Re: [PATCH v2 0/3] mm: Make unregistration of super_block shrinker more faster

Qi Zheng <qi.zheng@xxxxxxxxx> · Wed, 7 Jun 2023 10:51:35 +0800

On 2023/6/7 06:02, Dave Chinner wrote:
On Wed, Jun 07, 2023 at 12:06:03AM +0300, Kirill Tkhai wrote:
On 06.06.2023 01:32, Dave Chinner wrote:
On Mon, Jun 05, 2023 at 10:02:46PM +0300, Kirill Tkhai wrote:
This patch set introduces a new scheme of shrinker unregistration. It allows to split
the unregistration in two parts: fast and slow. This allows to hide slow part from
a user, so user-visible unregistration becomes fast.

This fixes the -88.8% regression of stress-ng.ramfs.ops_per_sec noticed
by kernel test robot:

https://lore.kernel.org/lkml/202305230837.db2c233f-yujie.liu@xxxxxxxxx/

---

Kirill Tkhai (2):
       mm: Split unregister_shrinker() in fast and slow part
       fs: Use delayed shrinker unregistration

Did you test any filesystem other than ramfs?

Filesystems more complex than ramfs have internal shrinkers, and so
they will still be running the slow synchronize_srcu() - potentially
multiple times! - in every unmount. Both XFS and ext4 have 3
internal shrinker instances per mount, so they will still call
synchronize_srcu() at least 3 times per unmount after this change.

What about any other subsystem that runs a shrinker - do they have
context depedent shrinker instances that get frequently created and
destroyed? They'll need the same treatment.

Of course, all of shrinkers should be fixed. This patch set just aims to describe
the idea more wider, because I'm not sure most people read replys to kernel robot reports.

Thank you, Kirill.

This is my suggestion of way to go. Probably, Qi is right person to ask whether
we're going to extend this and to maintain f95bdb700bc6 in tree.

There is not much time. Unfortunately, kernel test robot reported this significantly late.

And that's why it should be reverted rather than trying to rush to
try to fix it.

I'm kind of tired of finding out about mm reclaim regressions only
when I see patches making naive and/or broken changes to subsystem
shrinker implementations without any real clue about what they are
doing.  If people/subsystems who maintain shrinker implementations
were cc'd on the changes to the shrinker implementation, this would
have all been resolved before merging occurred....

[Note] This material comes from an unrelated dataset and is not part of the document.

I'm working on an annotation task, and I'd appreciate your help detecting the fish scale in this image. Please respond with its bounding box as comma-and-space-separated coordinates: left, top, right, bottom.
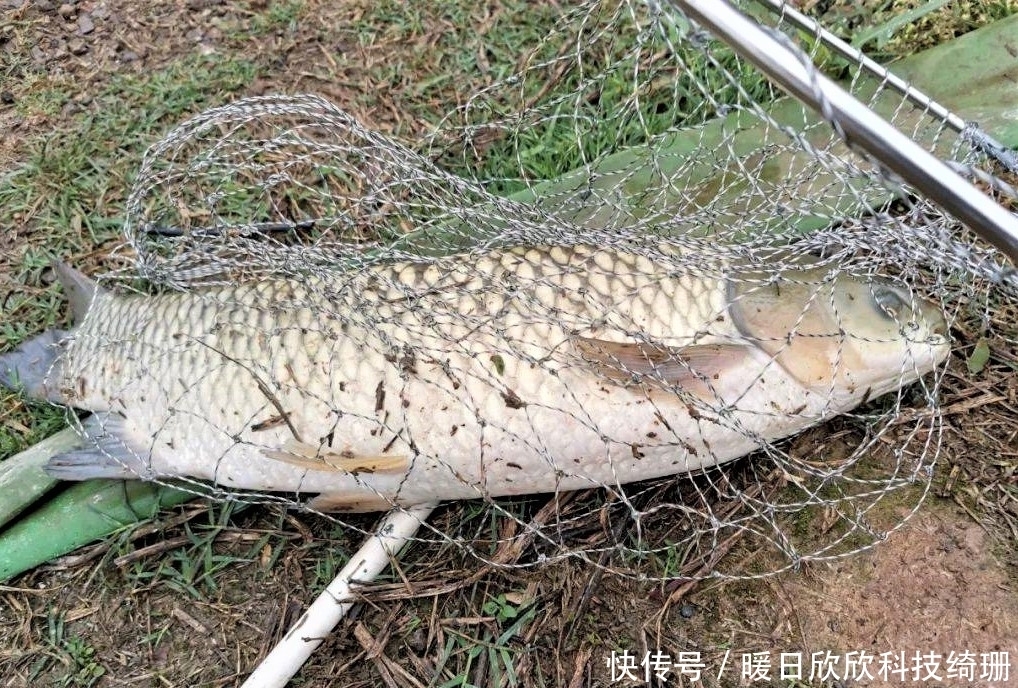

Lockless shrinker lists need a heap of supporting changes to be done
first so that they aren't reliant on synchronise_srcu() *at all*. If
the code was properly designed in the first place (i.e. dynamic
shrinker structures freed via call_rcu()), we wouldn't be in rushing
to fix weird regressions right now.

Can we please revert this and start again with a properly throught
out and reveiwed design?

I have no idea on whether to revert this, I follow the final decision of
the community.

From my personal point of view, I think it is worth sacrificing the
speed of unregistration alone compared to the benefits it brings
(lockless shrink, etc).

Of course, it would be better if there is a more perfect solution.
If you have a better idea, it might be better to post the code first for
discussion. Otherwise, I am afraid that if we just revert it, the
problem of shrinker_rwsem will continue for many years.

And hi Dave, I know you're mad that I didn't cc you in the original
patch. Sorry again. How about splitting shrinker-related codes into
the separate files? Then we can add a MAINTAINERS entry to it and add
linux-fsdevel@xxxxxxxxxxxxxxx to this entry? So that future people
will not miss to cc fs folks.

Qi.

-Dave.